Пойманный свет. Смысловые практики в книгах и текстах начала столетия - Ольга Балла
Шрифт:
Интервал:
Закладка:
Когда это всё было? – Ответ находится сразу и даже не кажется неожиданным: это – случившееся лишь раз – было всегда.
Здесь дело даже не в том, что жизнь зверя, – казалось бы, тёмная, досознательная, целиком инстинктивная жизнь – с такой убедительностью и подробной силой прожита изнутри, что, читая, буквально чувствуешь себя этой буйволицей, чувствуешь весь этот предчеловеческий мир, в котором людям отведено не более значительное, не более выделенное место, чем лесу, ветру, темноте, страху, голоду (так, подумаешь, могли чувствовать мир и динозавры, когда ещё никакого человека не было). Хотя и этого одного уже хватило бы для понимания того, что перед нами – писатель значительный и мощный. Нет, здесь есть вещи и более глубокие.
Всё описанное совершается в особенном, надповседневном времени. Скорее в природном, чем в историческом. История здесь есть – в той же повести о скитаниях буйволицы в поисках буйвола, с которой начинается сборник Гранта Матевосяна, мы встретим достаточно её примет, привязывающих событие ко второй половине ХХ века, – но она тут не главное. То, что происходит, – могло произойти когда угодно. А может быть, происходит и сейчас: в вечности. Там, где совершаются мифы.
Потому что Матевосян, конечно, писатель мифологический. И тем более, тем вернее таков, что совершенно не ставит себе цели таким быть, и ни от чего так не далёк, чем от так называемого магического (и тем более, фантастического) реализма. Основная черта этого последнего, то есть, – двоемирие (если не многомирие), по крайней мере – существование разных пластов бытия, из которых чувственно воспринимаемый – далеко не самый настоящий; настоящее – как раз то, что, видимым не будучи, через него просвечивает и им владеет. У Матевосяна мир – один, единый, без всякого деления на пласты и планы, и весь воспринимается жадно раскрытыми чувствами. Того, что дано в чувствах, ему хватает с избытком. Что до «-измов», то вполне можно, кажется, даже сказать, что он далёк от «-измов» вообще.

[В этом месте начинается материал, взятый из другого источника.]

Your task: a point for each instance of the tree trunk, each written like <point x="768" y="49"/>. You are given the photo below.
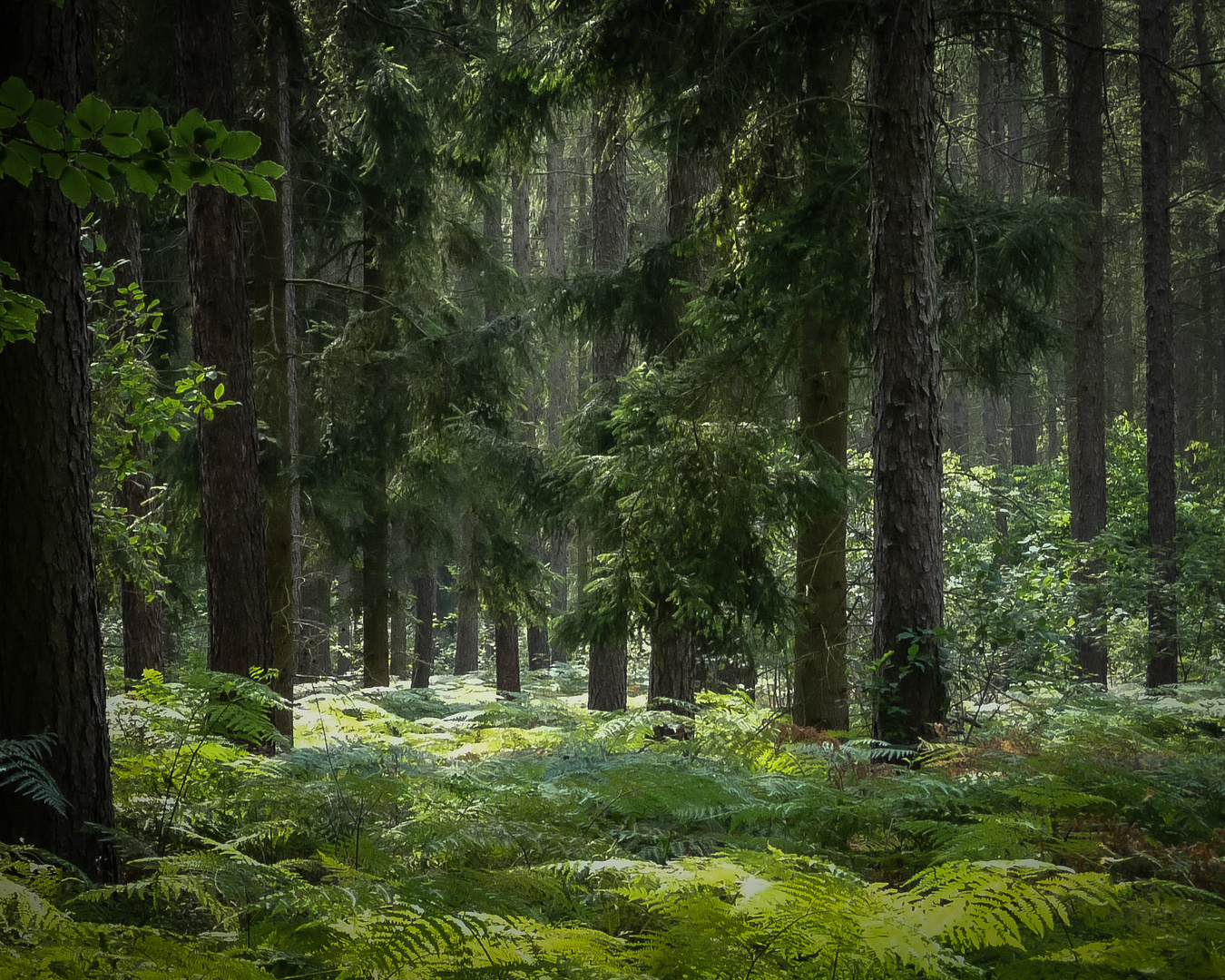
<point x="1157" y="38"/>
<point x="608" y="659"/>
<point x="822" y="689"/>
<point x="506" y="653"/>
<point x="276" y="342"/>
<point x="316" y="623"/>
<point x="1087" y="388"/>
<point x="375" y="592"/>
<point x="51" y="646"/>
<point x="468" y="614"/>
<point x="235" y="554"/>
<point x="141" y="612"/>
<point x="908" y="571"/>
<point x="423" y="639"/>
<point x="671" y="664"/>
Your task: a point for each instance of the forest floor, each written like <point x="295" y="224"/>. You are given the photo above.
<point x="455" y="833"/>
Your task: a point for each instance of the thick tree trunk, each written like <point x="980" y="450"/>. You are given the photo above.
<point x="276" y="340"/>
<point x="506" y="653"/>
<point x="423" y="639"/>
<point x="468" y="612"/>
<point x="1087" y="387"/>
<point x="672" y="661"/>
<point x="1157" y="38"/>
<point x="908" y="573"/>
<point x="51" y="646"/>
<point x="235" y="554"/>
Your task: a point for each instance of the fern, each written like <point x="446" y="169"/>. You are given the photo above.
<point x="22" y="769"/>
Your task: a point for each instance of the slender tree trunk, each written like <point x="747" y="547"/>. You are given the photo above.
<point x="235" y="554"/>
<point x="1157" y="41"/>
<point x="316" y="623"/>
<point x="276" y="339"/>
<point x="468" y="622"/>
<point x="423" y="640"/>
<point x="142" y="614"/>
<point x="399" y="662"/>
<point x="51" y="646"/>
<point x="821" y="697"/>
<point x="506" y="653"/>
<point x="908" y="571"/>
<point x="608" y="659"/>
<point x="1087" y="387"/>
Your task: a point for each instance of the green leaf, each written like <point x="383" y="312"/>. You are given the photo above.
<point x="46" y="113"/>
<point x="16" y="94"/>
<point x="270" y="169"/>
<point x="185" y="128"/>
<point x="239" y="144"/>
<point x="122" y="146"/>
<point x="44" y="136"/>
<point x="260" y="188"/>
<point x="140" y="181"/>
<point x="120" y="124"/>
<point x="93" y="113"/>
<point x="230" y="178"/>
<point x="18" y="162"/>
<point x="75" y="186"/>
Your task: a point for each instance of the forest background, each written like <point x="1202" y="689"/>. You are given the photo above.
<point x="828" y="396"/>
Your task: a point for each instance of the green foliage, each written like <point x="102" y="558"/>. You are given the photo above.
<point x="21" y="769"/>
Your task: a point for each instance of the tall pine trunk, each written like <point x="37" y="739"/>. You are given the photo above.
<point x="51" y="644"/>
<point x="821" y="682"/>
<point x="1157" y="38"/>
<point x="1087" y="373"/>
<point x="906" y="556"/>
<point x="235" y="554"/>
<point x="608" y="659"/>
<point x="276" y="340"/>
<point x="423" y="639"/>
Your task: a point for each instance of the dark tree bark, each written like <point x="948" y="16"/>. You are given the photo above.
<point x="276" y="345"/>
<point x="468" y="612"/>
<point x="235" y="554"/>
<point x="1087" y="374"/>
<point x="423" y="639"/>
<point x="142" y="614"/>
<point x="908" y="573"/>
<point x="822" y="688"/>
<point x="1157" y="39"/>
<point x="375" y="592"/>
<point x="51" y="644"/>
<point x="506" y="653"/>
<point x="399" y="662"/>
<point x="316" y="623"/>
<point x="608" y="659"/>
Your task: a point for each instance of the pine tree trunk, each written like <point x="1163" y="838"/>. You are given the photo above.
<point x="399" y="662"/>
<point x="608" y="659"/>
<point x="276" y="340"/>
<point x="468" y="612"/>
<point x="1087" y="387"/>
<point x="908" y="560"/>
<point x="375" y="592"/>
<point x="506" y="653"/>
<point x="423" y="639"/>
<point x="1155" y="38"/>
<point x="51" y="646"/>
<point x="235" y="554"/>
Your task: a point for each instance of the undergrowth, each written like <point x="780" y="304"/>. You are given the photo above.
<point x="447" y="833"/>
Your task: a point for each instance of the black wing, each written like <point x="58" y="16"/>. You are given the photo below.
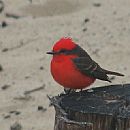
<point x="90" y="68"/>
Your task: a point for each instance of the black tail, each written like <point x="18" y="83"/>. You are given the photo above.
<point x="113" y="73"/>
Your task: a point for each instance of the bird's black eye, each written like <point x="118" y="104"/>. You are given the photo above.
<point x="63" y="51"/>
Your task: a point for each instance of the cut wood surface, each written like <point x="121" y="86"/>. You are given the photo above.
<point x="104" y="108"/>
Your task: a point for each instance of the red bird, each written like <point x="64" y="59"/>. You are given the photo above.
<point x="73" y="68"/>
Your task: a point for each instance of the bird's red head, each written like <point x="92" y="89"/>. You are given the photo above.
<point x="64" y="43"/>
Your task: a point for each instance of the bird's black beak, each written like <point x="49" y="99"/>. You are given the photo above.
<point x="50" y="53"/>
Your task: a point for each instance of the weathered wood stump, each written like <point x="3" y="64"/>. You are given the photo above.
<point x="104" y="108"/>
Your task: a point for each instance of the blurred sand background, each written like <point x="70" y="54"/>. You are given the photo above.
<point x="102" y="27"/>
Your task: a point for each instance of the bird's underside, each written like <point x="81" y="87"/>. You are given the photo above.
<point x="89" y="67"/>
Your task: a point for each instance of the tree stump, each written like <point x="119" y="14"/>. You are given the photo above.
<point x="104" y="108"/>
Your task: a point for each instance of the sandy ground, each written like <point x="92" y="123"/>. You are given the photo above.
<point x="102" y="27"/>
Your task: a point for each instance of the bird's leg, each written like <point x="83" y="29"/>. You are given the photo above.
<point x="69" y="91"/>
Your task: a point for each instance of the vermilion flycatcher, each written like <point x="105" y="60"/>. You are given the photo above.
<point x="73" y="68"/>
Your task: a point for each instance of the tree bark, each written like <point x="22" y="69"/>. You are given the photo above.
<point x="103" y="108"/>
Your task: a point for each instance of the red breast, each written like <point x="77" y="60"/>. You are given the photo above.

Он занимается коренными структурами жизни. На слове «структуры», впрочем, спотыкаешься. Матевосян – из тех, о ком писать тяжеловесным учёным (в конечном счёте, – искусственным, надуманным) языком несколько неловко: ему это, скорее всего, было бы чуждо. И отнюдь не в силу его «простоты» или, пуще того, нерасположенности к анализу. Матевосян – и писатель, и, наверняка, человек – отчётливо сложный, с подробной тщательной рефлексией. Просто его сложность – иной природы, нежели умозрительная. А ведь на язык просится ещё и слово «архетипы». Хорошее такое слово, греческое, древнее. Тяжеловато дышащее, не очень поворотливое, мохнатое (что-то в нём есть родственное той самой буйволице и всем зверям и травам, которых она встречала на пути). Полное скорее жизнью, чем умозрением. Такое, пожалуй, подходит. Вот: он занимается архетипами. Коренным и изначальным.
Есть ещё хорошее, тоже греческое, глубокое и влажное слово «хтонический» – связанный с дикой природной мощью земли и подземного мира. В связи с повестью «Буйволица» оно иной раз приходит в голову: вполне хтонического порядка силы гонят её по доступному ей свету, пока она не находит себе буйвола, а с ним и умиротворение. Но вообще мир Матевосяна – за пределами этой буйволиной истории – не хтоничен, не тёмен и не страшен – и не чужд человеку (вот ведь что удивительно). Он полон жизненными соками, творящими силами. (Сам себе человек может быть чужд, это да. Но это уже отдельная история.)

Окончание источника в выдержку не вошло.